The Bear and the Nightingale (Arden)

The Bear and the Nightingale, by Katherine Arden (2017)

(Not a review, just some notes to help me remember the things I've read. But written this way because it's the Internet, and some people will stumble across this page.)
This blog entry originally had the book's title incorrect. This has been corrected.

This was a book group monthly pick.

This is another debut novel and it makes me feel bad that I haven't written one of my own, but that's neither near nor there.

The story takes place in the woods in 15th century Russia, near Moscow at the time of the Golden Horde. I had to remind myself a few times that this wasn't just a wood cabin in the woods because the father of the main character was a lord of sorts (a boyar). There was an entire village there, Lesnaya Zemlya. (There is a translation of this in the back of the book.)

Pyotr Vladimirovich is married to Marina Ivanovna, who is the daughter of the Grand Princ of Moscow and a woman of the forest who had powers. Marina wants to have another child, because she knows it will be a daughter who has the same powers as her mother had, which she herself does not. She knows that she will likely die in childbirth but she chooses the child instead.

Vasilisa, or Vasys, is the main character of the book. She will be able to see all the household and woodland and river spirits, and she leaves them offerings as she gets older.

While she is still an infant, Pyotr goes to Moscow to visit the Crown Prince. He is searching for a wife for himself so that Vasya can have a mother, and for a husband for his daughter Olga. The Crown Prince arranges both, mostly for political reasons, and Pyotr cannot refuse. Olga is wed and goes to Moscow along with Sasha would turns the priesthood against Pyotr's wishes. Pytor marries the Crown Prince's daughter Anna, who is set to join a convent because she sees demons everywhere except in Churches because they can't get in those. She is miserable, but she dutifully weds and gives birth to a daughter, Irina. She loves her daughter and despises her stepdaughter because Anna realizes that Vasya is bewitched and believes that she is evil.

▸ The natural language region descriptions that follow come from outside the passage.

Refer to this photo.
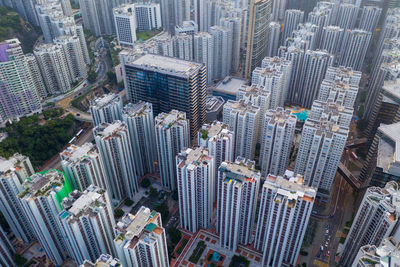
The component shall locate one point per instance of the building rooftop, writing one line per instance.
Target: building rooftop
(12, 163)
(193, 157)
(168, 119)
(75, 153)
(109, 129)
(389, 148)
(105, 100)
(79, 202)
(291, 186)
(391, 89)
(242, 106)
(124, 9)
(46, 182)
(103, 261)
(131, 227)
(280, 116)
(134, 110)
(168, 65)
(240, 171)
(230, 85)
(214, 103)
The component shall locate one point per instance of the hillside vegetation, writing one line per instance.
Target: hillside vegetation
(13, 26)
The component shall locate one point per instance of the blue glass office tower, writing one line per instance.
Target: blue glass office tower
(169, 83)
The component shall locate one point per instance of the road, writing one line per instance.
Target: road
(55, 161)
(329, 222)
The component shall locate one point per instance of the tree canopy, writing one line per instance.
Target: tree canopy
(38, 142)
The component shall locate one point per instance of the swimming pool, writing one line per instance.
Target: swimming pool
(301, 113)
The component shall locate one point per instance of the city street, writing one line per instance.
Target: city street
(330, 221)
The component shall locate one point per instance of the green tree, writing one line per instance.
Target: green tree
(175, 235)
(111, 77)
(145, 183)
(153, 192)
(92, 75)
(362, 124)
(175, 195)
(163, 209)
(128, 202)
(119, 213)
(19, 260)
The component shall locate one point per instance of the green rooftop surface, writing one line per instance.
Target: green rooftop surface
(65, 190)
(150, 227)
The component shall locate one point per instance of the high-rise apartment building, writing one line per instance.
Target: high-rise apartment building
(387, 104)
(41, 202)
(169, 83)
(90, 16)
(370, 16)
(386, 68)
(243, 119)
(273, 82)
(277, 140)
(382, 162)
(321, 146)
(19, 94)
(141, 240)
(107, 108)
(387, 251)
(98, 15)
(219, 141)
(340, 85)
(140, 120)
(322, 15)
(332, 111)
(331, 39)
(26, 9)
(274, 33)
(72, 49)
(237, 200)
(235, 26)
(354, 48)
(63, 25)
(285, 210)
(375, 220)
(295, 55)
(13, 172)
(257, 34)
(125, 24)
(183, 46)
(37, 78)
(7, 250)
(293, 17)
(118, 159)
(346, 16)
(195, 182)
(172, 135)
(222, 40)
(188, 26)
(45, 12)
(174, 12)
(148, 16)
(203, 52)
(306, 37)
(104, 259)
(53, 64)
(281, 64)
(278, 9)
(83, 166)
(314, 67)
(87, 222)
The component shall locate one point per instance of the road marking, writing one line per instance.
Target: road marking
(321, 263)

A lot of Russian folklore is mixed in, and none of this bothered or confused me. There is a tale told of a Frost King and a daughter and stepdaughter that you might believe will be played out but doesn't quite. The Frost King approaches Pyotr early on with a gift for Vasya, but the nanny holds onto it until she is grown.

The Bear is the creature that is awakening and who will bring destructon. The Nightengale is the name of an ethereal horse which appears later in the book. I had assume Vasya was going to be this nightengale and the Frost King would be the bear. The Frost King is an ally but not one to be trusted.

The book is the first of a series but it has a definite ending, but there are many characters spread out along Russia that there are many possibilities for the future of the series.

I enjoyed this. Oddly, I was reading this as an ebook and a trade paperback. When I first requested the ebook, it was unavailable, so I reserved the print book. They both came within days of the other.